Sunday, February 27, 2011

Yeah, that's pretty amateurish

Not posting to a blog for two years? That's a total social media amateur move.

Don't be like me.

Tuesday, February 24, 2009

How did you get to be a social media amateur?

Well, I’m not an expert. Hence, I’m an amateur. If you want the real story of how I got started, it all had to do with me getting laid off in August 2008. I had to make a living somehow and I had lots of craft supplies around the house, so I made pretty crap with them and sold it on Etsy. From Etsy I found out about Twitter, and the rest is history.

It was either sell pretty crap or get a husband.

What is a social media amateur?

It’s a parody. If you ever look for social media experts on Twitter, you’ll find so many of them, they’ll stick to you like flies stick to flypaper placed next to a bug zapper. I had to stand out from the crowd somehow. Oh yeah, I also don’t know a damn thing about optimizing your use of social media or whatever. I just use social media to take a trip down memory lane and waste my time bullshitting.

Don’t social media experts make you money?

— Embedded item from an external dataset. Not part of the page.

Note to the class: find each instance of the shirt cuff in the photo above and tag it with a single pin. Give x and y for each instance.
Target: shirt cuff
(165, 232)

Yeah, I’ve got hundreds of them in my followers on Twitter and so far I haven’t seen a red cent make its way to my mailbox. Look, if you social media experts can get me five hundred bucks in my mailbox by April 15, I’ll end this charade and become a social media expert. I’m not holding my breath, but heck, I’ll even put a Paypal donate button up eventually to make it easy for you all to send me money, because I’m sure you all have oodles of it lying around in this economy.

Who are you anyway?

I’m Sarah Moore, the person I say I am on my Twitter and Facebook. No, not the Manson girl. That was Sara Jane Moore. I work as a proud clerical temp now (see above about being laid off) and am the author of this fine blog. Social media keeps me busy meeting people all the time, but if you’re ever in the Phoenix metro area, drop me a line!

Tell me more about social media.

It’s when you get on the internet and get on sites designed so that you can communicate with real people, except on the internet. Well, it’s supposed to be communication, but really it tends to consist of sending people pictures of cute plants and virtually poking them and telling the entire world every thing you do every second of your life, including watering the plants, being annoyed by your children, and going to the toilet.

Please don’t talk about going to the toilet.